Mas, para continuar avançando, é preciso reconhecer (i) que os dois principais problemas afetando o setor agropecuário são a deficiente infraestrutura e a necessidade de uma postura mais agressiva em negociações internacionais e (ii) que o setor público não tem capacidade de realizar os investimentos necessários para suprir as necessidades de infraestrutura. A abertura ao capital estrangeiro na área de infraestrutura pode ser autorizada em troca da liberação de mercados para o setor agropecuário.
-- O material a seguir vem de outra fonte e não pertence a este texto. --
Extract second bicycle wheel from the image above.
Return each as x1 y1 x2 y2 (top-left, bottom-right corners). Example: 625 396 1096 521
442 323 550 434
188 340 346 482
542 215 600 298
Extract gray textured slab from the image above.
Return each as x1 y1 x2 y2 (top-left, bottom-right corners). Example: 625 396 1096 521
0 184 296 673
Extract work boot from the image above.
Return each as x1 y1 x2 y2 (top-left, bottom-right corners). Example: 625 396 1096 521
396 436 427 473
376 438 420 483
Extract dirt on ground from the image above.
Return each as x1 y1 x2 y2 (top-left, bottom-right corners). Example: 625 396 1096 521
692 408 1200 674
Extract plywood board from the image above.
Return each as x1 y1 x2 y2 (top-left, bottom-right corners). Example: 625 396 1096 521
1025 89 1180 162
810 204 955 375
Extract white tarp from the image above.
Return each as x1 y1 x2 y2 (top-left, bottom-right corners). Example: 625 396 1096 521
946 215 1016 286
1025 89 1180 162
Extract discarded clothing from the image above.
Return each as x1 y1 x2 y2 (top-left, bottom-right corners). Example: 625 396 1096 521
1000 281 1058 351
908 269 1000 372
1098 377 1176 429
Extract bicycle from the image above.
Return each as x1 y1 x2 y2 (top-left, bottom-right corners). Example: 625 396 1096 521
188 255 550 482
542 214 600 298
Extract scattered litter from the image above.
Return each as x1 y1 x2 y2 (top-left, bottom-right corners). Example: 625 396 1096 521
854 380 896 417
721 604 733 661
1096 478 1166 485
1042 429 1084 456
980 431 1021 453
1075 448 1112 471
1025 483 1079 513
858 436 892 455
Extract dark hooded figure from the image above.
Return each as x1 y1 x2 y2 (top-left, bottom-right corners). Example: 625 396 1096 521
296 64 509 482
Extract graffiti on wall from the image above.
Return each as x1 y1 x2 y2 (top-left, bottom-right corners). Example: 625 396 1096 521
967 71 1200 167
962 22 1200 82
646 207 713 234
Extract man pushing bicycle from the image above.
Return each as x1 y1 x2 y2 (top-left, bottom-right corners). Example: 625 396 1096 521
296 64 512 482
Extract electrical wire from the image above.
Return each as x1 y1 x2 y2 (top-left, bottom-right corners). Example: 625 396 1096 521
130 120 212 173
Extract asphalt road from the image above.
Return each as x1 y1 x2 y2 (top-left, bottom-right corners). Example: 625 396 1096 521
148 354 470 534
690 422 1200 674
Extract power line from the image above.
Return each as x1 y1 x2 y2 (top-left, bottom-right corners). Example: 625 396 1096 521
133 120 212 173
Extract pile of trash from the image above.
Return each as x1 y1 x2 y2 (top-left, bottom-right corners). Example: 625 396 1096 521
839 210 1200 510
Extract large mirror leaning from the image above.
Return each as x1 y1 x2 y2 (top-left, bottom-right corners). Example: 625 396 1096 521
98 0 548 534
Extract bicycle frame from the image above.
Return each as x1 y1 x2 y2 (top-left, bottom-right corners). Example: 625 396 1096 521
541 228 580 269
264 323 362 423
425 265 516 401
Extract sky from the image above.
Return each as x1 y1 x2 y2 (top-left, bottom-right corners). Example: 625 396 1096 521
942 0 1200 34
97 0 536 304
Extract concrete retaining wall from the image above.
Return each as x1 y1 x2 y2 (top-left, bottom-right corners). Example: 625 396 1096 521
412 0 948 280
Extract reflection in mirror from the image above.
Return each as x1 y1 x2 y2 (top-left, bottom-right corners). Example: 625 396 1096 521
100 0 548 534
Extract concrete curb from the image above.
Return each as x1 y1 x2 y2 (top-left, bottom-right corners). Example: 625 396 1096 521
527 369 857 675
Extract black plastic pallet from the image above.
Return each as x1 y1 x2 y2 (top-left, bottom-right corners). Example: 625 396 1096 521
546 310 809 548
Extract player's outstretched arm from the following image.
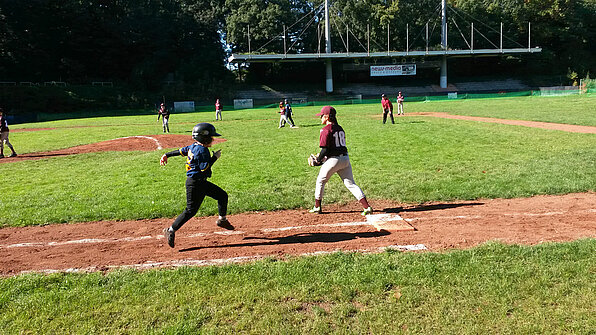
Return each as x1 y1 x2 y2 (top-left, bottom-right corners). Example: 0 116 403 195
159 150 182 166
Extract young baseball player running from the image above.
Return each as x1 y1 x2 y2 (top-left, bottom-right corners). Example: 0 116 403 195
381 93 395 124
157 102 170 133
284 99 298 128
310 106 372 215
159 123 234 248
0 107 17 158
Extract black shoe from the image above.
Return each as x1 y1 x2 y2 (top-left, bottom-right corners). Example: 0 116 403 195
216 219 234 230
163 228 176 248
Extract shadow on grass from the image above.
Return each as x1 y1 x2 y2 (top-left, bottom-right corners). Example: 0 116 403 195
180 230 391 252
383 202 484 213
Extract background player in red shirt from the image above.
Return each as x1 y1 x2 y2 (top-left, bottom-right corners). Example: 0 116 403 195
397 92 405 115
310 106 372 215
381 94 395 124
215 99 223 121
O Governo deve criar modelos de contratação que estimulem esses investimentos, garantindo estabilidade de regras e dando segurança jurídica aos investidores. Deve, especificamente:

- estimular investimentos privados em infraestrutura, garantindo estabilidade de regras e segurança jurídica;

- promover iniciativas que levem a uma maior integração e ao livre-comércio de produtos agropecuários, por meio de uma agenda agressiva de negociações internacionais. Negociar a abertura de mercados agropecuários em troca de acesso do capital estrangeiro a investimentos em infraestrutura;

- criar instrumentos que valorizem a produção e a comercialização de produtos agropecuários de forma sustentável;

- criar condições para que seja economicamente valorizada a preservação de recursos naturais, como as florestas naturais, a água e a biodiversidade;

- obedecidos os zoneamentos agroecológicos da cana e da palma e a moratória da soja, eliminar medidas e regras que impliquem interferência do Estado na decisão do produtor sobre o que - e- onde produzir – o produtor e o mercado são capazes de determinar, mais do que ninguém, o que é melhor produzir e onde fazê-lo;

- fortalecer a segurança jurídica dos servidores públicos, contribuindo para a celeridade das decisões;

- aprimorar e simplificar os processos de licenciamento ambiental;

- promover medidas que levem à integração crescente da agricultura familiar e da agricultura empresarial;

- utilizar ferramentas modernas de controle para combater o desmatamento em desconformidade com a legislação e a regulamentação existentes;

- fortalecer os mecanismos de controle sanitário, com integração crescente entre os órgãos de fiscalização e monitoramento e as empresas envolvidas com o processamento agroindustrial;

- promover e estimular a transparência nas ações de controle, com responsabilidade e sem espetacularização destas ações, garantindo a preservação e a obediência aos regulamentos e visando à preservação do interesse recíproco e a uma maior integração entre produtor e consumidor;

- criar condições para a ampliação do seguro rural como instrumento de proteção da renda do produtor e mitigação dos riscos climáticos;

- assegurar recursos para o financiamento da safra em condições de equidade e a juros adequados à atividade;

- estimular a integração virtuosa da agricultura energética e da agricultura alimentar, com o objetivo de capitalizar esta e atender a demanda crescente por bioenergia e biocombustíveis, contribuindo, desta maneira, para o atingimento da meta de limitar o aquecimento global a 2 °C até 2050;

- orientar a Empresa Brasileira de Pesquisa Agropecuária (Embrapa) a desenvolver estudos e pesquisas em temas estratégicos para a competitividade e a sustentabilidade da agricultura e da pecuária nacionais no longo prazo; e

- criar incentivos para o fomento à pesquisa, tanto na Embrapa, como em outras instituições criteriosamente selecionadas.